We are going through a time of major change to our normal routines and ways of life, and there is a great deal of anxiety in the world right now. Emotions may be running high, and children may be worried or fearful. Parents may be stressed as well and children are often keenly aware of trouble. Children benefit when they get age-appropriate information and ongoing reassurance from trusted adults. We have put in place layers of support for La Union Elementary students, so please do not hesitate to contact your child’s teacher, school counselor or Administrator if you need assistance or advice. In these circumstances, it is often possible to reframe challenges as opportunities: for spending time together, discovering new ideas and interests, investing energy and attention in activities that usually are put aside by everyday tasks and responsibilities. Experts advise that it is a good idea to slow down, find beauty, enjoy unexpected benefits, and express gratitude by helping others.

9. Monitor time on-screen and online

Distance learning does not mean staring at computer screens seven and half hours every day. Teachers will aim to build in variety, but it will require some trial and error before everyone finds balance between online and close-space offline learning experiences.

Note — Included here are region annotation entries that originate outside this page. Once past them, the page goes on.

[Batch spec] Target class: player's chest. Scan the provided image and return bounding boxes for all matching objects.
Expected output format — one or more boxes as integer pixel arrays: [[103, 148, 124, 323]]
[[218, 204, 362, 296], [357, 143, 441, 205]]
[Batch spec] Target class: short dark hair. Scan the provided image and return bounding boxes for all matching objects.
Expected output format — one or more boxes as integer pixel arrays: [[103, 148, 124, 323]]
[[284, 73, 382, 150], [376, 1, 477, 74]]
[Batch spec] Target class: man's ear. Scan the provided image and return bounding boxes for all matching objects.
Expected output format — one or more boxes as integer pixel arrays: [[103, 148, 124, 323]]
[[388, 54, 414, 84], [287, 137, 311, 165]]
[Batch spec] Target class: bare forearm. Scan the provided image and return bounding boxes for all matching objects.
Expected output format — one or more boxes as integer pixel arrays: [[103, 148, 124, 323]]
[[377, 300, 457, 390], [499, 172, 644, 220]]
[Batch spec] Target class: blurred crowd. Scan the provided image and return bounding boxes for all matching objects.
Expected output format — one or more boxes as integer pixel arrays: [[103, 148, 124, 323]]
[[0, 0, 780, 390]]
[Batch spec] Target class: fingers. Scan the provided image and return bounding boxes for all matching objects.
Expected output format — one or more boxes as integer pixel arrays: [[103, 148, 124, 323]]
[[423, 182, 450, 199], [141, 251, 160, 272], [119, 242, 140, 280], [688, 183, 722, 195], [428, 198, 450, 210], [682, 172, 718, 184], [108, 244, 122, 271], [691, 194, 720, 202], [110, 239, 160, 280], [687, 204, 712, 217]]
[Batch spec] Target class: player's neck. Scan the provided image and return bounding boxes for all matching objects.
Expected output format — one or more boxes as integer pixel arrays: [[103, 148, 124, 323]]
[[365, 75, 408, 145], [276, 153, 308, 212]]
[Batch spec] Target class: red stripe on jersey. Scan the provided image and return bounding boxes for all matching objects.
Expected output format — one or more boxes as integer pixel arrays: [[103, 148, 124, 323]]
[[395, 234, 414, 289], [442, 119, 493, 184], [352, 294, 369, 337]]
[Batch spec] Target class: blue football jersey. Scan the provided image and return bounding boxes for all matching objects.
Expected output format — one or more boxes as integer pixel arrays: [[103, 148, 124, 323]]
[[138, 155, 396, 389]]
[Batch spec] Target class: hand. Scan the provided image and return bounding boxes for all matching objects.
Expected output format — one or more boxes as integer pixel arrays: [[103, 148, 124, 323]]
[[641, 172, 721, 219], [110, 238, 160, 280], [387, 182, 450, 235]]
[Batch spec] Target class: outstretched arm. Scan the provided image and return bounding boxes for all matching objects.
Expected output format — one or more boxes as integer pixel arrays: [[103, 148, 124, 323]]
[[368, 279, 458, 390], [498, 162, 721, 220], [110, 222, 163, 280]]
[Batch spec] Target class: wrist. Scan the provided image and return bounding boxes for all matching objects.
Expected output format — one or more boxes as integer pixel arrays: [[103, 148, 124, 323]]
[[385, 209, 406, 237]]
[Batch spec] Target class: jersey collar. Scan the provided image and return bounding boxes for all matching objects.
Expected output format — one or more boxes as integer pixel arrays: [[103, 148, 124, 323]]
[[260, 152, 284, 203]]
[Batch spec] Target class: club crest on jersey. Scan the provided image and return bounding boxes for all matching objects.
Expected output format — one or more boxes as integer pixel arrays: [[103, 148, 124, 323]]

Work together to find ways to prevent “down time” from becoming just more “screen time”.

10. Connect safely with friends, and be kind

The initial excitement of school being closed will fade quickly when students start missing their friends, classmates, and teachers. Help your children maintain contact with friends through social media and other online technologies. BUT monitor your child’s social media use. Remind your child to be polite, respectful and appropriate in their communications, and to follow school guidelines in their interactions with others. Report unkindness and other problems so that everyone maintains healthy relationships and positive interactions.

11. Attendance

Attendance is mandatory! If the student is not logged in by 8:00 am, the student will be marked absent for the morning part of the day. Afternoon attendance will be at 12:00 pm.

12. Grades

Pass or Fail will no longer be the grading scale. Numerical grades will be attached to assignments. All assignments are to be turned in on time, at the teacher’s set deadline. Any assignments that are turned in late will be docked points according to the degree of lateness.